David Keene Endorses Romney

Chris Cillizza has more. Although Keene’s name might not mean much to the average voter, as longtime head of the American Conservative Union, he is one of the most well-connected and well-respected conservative leaders in Washington. Cillizza says he will work to convince “my fellow conservatives that if we are serious about electing a conservative president in 2008, it’s time to unite behind his candidacy.”

Debating The YouTube Debate

After last night, can we finally put to rest the argument of my tech-savvy conservative friends that somehow Republicans need to participate in YouTube debates? It confirmed all of my worst fears. Amateur questions reflecting a clear liberal bias that demeaned the political process as well as those who seeking the nation’s highest office. Cartoon characters, guitarists, and a questioner who is part of the Clinton campaign. No discussion of Iran, problems in Pakistan, the Annapolis conference, etc. It was an absolute debacle, and I really hope this experiment is over.

Closing Thoughts

The defining moment of the debate was the Romney vs. Rudy exchange on immigration, and I thought Romney came off better once Giuliani went with the “Sanctuary Mansion” line. Not only did the argument lack substance, but it came off as a cheap shot. Giuliani’s answer on guns, which triggered boos, will also not help. Once he said he supported “reasonable” restrictions on gun ownership, especially given his past record, I’m sure a lot of conservatives thought “liberal gun-grabber.” His answers on most other questions were solid, and he forced Romney to retreat on his crime record, but I think in the moments that were most memorable, the ones that are likely to be rebroadcast, he came off poorly. He was off his game tonight.

For part of the debate, I thought Romney came off quite well, both in his initial exchange with Rudy and doing a better job of deflecting the flip-flopper charge on abortion. But I thought he got crushed by McCain on the torture question, though as I stated, he may benefit from the fact that the Republican base agrees with him. On the bible and South Carolina flag questions, I thought he stumbled, and reinforced the impression that he can’t take a firm position on anything.

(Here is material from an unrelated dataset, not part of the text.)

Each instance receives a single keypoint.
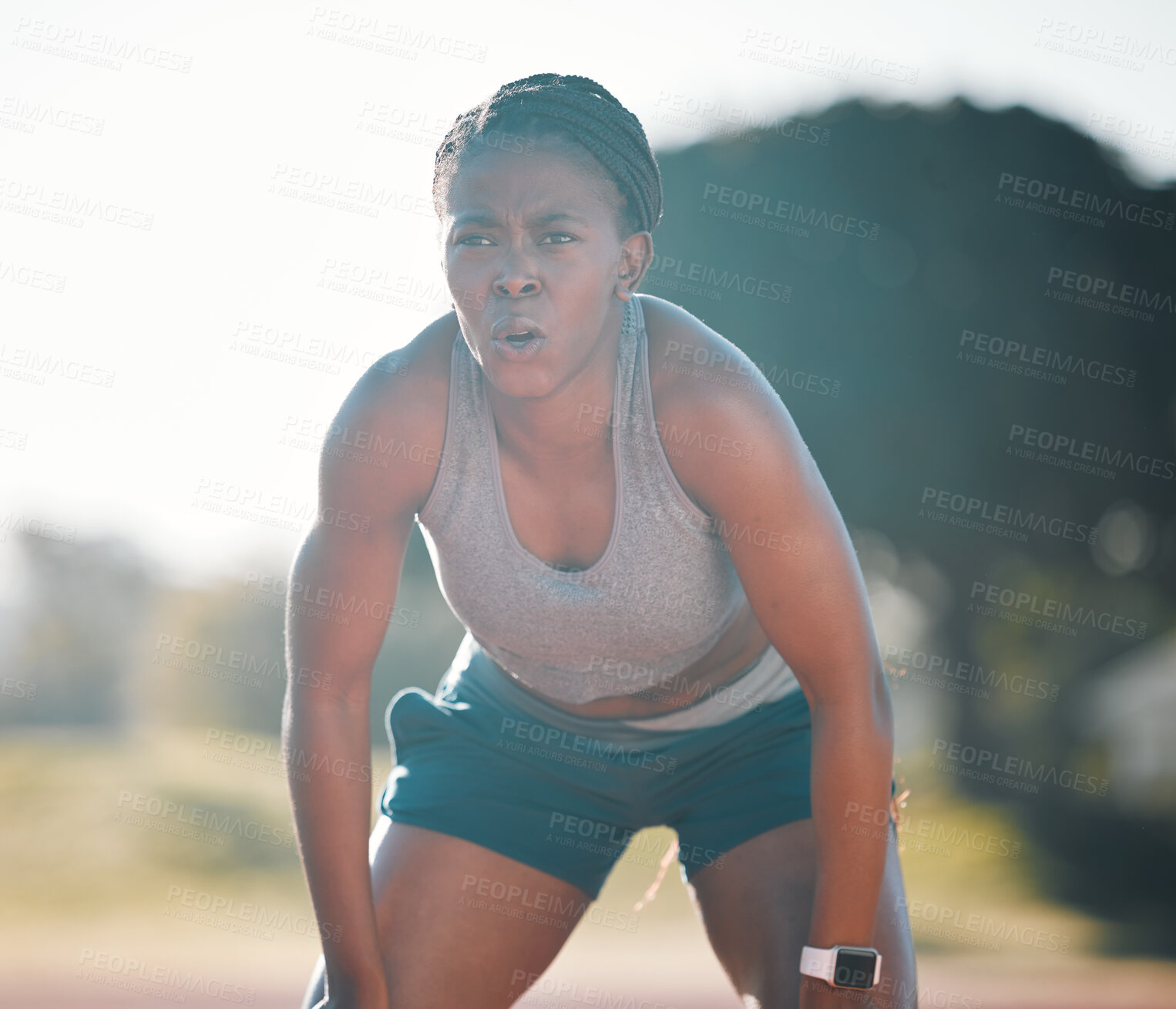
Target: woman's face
(529, 243)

McCain had a strong showing, and when it comes to defending the war in Iraq, there’s nobody who can do it better. Even if you disagree with him on his position on torture, it’s hard not to respect where he’s coming from. He also came accross as a real grown up on the stage. Personally, I go back and forth regarding my position on waterboarding of terrorist suspects, but when I hear McCain make his case, it’s hard to disagree with him. The trouble is, McCain still seems to rub a lot of conservative voters the wrong way. At the Values Voters Summit, I thought he gave a masterful speech, during which he made an emotional case against torture, but the audience members I spoke to after had a different view.

Mike Huackabee had another solid performance, and he continues to win the likability primary. His exchange with Romney on education, I think, represented the kind of Main St. vs. Wall St. campaign he’s going for, and I thought he got the better of it.

I’m not sure if it was a great move for Fred Thompson to go negative in his candidate video, but his “I just wanna give my buddies here a little more airtime” line was nice. His answers on entitlements were also solid. But I thought he was overshadowed by all of the other action on the stage.